Additionally, this might reduce the process speed and availability of process equipment. The main mechanical problem tends to be when foam enters the system as air is a poor lubricant, meaning metal to metal contact can occur.

===Mechanical problem factors===

Air or other gas dissolved in the fluid can come out of solution as small bubbles (entrained air). If these small bubbles have sufficient buoyancy, they can rise to the surface and together form foam. Mechanical factors that may generate entrapped air:

- Leaky seals on pumps
- High pressure pumps
- Poor system design (tank, pump inlet, outlet and manifold design)
- Pressure release

===Foam in process and coolant liquids===
Foam, entrained and dissolved air that are present in coolants and processing liquids, may cause various kinds of problems, including:

- Reduction of pump efficiency (cavitation)
- Reduced capacity of pumps and storage tanks
- Bacterial growth
- Dirt flotation / deposit formation
- Reduced effectiveness of the fluid solution(s)
- Eventual downtime to clean tanks
- Drainage problems in sieves and filters
- Formation problems (i.e. in a paper mill it may cause the fibers to form an inhomogeneous sheet)
- Cost of replenishing the liquid
- Cost of entire material rejection due to imperfections

==Test methods==
There are several ways to test defoamers.

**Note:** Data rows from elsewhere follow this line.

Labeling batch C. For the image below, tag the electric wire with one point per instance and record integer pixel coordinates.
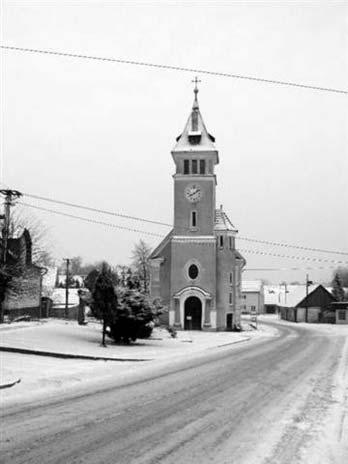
(93, 221)
(257, 252)
(172, 68)
(116, 214)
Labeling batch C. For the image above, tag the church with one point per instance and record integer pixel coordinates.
(196, 270)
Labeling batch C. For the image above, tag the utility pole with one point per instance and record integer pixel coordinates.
(308, 283)
(9, 195)
(67, 287)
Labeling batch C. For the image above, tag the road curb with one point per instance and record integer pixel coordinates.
(235, 343)
(67, 355)
(9, 385)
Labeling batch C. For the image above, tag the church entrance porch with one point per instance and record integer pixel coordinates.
(192, 309)
(193, 314)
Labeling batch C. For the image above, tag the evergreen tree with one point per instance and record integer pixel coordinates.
(104, 298)
(337, 289)
(140, 261)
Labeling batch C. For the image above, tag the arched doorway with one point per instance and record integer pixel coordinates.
(193, 313)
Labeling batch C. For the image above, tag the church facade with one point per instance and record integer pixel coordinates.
(196, 270)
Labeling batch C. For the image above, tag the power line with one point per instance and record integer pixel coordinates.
(134, 218)
(301, 258)
(96, 210)
(93, 221)
(298, 247)
(267, 269)
(172, 68)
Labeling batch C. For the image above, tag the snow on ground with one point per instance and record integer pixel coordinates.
(48, 375)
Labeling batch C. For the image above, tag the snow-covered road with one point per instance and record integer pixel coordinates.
(276, 400)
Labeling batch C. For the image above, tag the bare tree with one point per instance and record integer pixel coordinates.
(39, 233)
(140, 261)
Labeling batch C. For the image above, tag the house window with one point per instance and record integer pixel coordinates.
(193, 219)
(193, 271)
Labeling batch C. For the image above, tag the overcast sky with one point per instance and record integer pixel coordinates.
(100, 134)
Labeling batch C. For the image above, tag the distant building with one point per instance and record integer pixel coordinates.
(317, 306)
(23, 297)
(196, 269)
(340, 310)
(252, 297)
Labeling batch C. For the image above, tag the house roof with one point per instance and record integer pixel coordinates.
(319, 296)
(251, 286)
(156, 252)
(195, 136)
(290, 296)
(222, 221)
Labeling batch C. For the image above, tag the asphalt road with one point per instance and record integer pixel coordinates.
(257, 402)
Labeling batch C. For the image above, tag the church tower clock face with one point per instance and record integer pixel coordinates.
(193, 193)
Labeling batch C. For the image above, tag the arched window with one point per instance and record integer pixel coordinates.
(193, 271)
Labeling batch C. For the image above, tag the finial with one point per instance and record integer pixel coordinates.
(195, 90)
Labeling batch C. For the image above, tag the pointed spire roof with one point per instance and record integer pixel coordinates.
(195, 136)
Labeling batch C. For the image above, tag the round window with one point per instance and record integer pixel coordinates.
(193, 271)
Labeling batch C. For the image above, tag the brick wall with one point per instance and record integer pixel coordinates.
(24, 292)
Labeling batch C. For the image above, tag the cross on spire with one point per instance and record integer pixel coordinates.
(195, 90)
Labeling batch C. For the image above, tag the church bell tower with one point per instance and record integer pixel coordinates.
(195, 157)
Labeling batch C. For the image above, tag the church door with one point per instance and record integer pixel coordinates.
(193, 313)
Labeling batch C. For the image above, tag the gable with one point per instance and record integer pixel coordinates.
(319, 297)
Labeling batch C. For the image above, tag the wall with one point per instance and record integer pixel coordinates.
(252, 299)
(338, 321)
(289, 314)
(25, 291)
(205, 208)
(226, 264)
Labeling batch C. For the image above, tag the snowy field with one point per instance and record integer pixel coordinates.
(41, 375)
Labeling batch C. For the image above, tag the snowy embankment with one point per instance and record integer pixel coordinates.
(41, 375)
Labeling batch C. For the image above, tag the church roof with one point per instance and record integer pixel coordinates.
(195, 136)
(222, 221)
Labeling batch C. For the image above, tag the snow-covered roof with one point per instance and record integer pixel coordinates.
(287, 296)
(195, 136)
(251, 286)
(222, 221)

The easiest is looking at the surface foam. All that is needed is a system for generating foam. This might be done with a round pumping system with a nozzle and a cylinder or an air injection system into a cylinder. The cylinder is fitted with a scale to measure the foam height. This equipment may have a heater to control the temperature.

Entrained air can be tested with similar equipment that has a density meter that can record changes of the liquid density over time.

Drainage can be tested with a filter system for measuring the time to drain a liquid through the filter. The filter might be pressurized or have a vacuum.

==Applications==

===Detergents===
Anti-foams are added in certain types of detergents to reduce foaming that might decrease the action of the detergent. For example, dishwasher detergents have to be low foaming for the dishwasher to work properly.
Defoamer is added into the recovery tank of carpet extractors to prevent too much-foaming damage to the vac motor.

===Food===
When used as an ingredient in food, antifoaming agents are intended to curb effusion or effervescence in preparation or serving. The agents are included in a variety of foods and in materials for food preparation; McDonald's includes polydimethylsiloxane (a type of silicone) in its oil to mitigate hazardous splashes of oil caused by foaming in fryers, so it has been listed as an ingredient in their chicken nuggets, french fries, and other fried menu items.

===Industrial use===
Defoamers are used in many industrial processes and products: wood pulp, paper, paint, industrial wastewater treatment, food processing, oil drilling, machine tool industry, oils cutting tools, hydraulics, etc. Besides, for many building materials, such as cement, mortar, self-leveling compound, or tile adhesive, foam can be an unwanted side effect that disrupts the subsequent work steps and may even undermine the stability of the construction. It needs defoamers to eliminate or reduce the formation of bubbles and ensure smooth processing of the compound.

===Pharmaceuticals===
Antifoaming agents are also sold commercially to relieve bloating. A familiar example is the drug simethicone, which is the active ingredient in drugs such as Gas-X.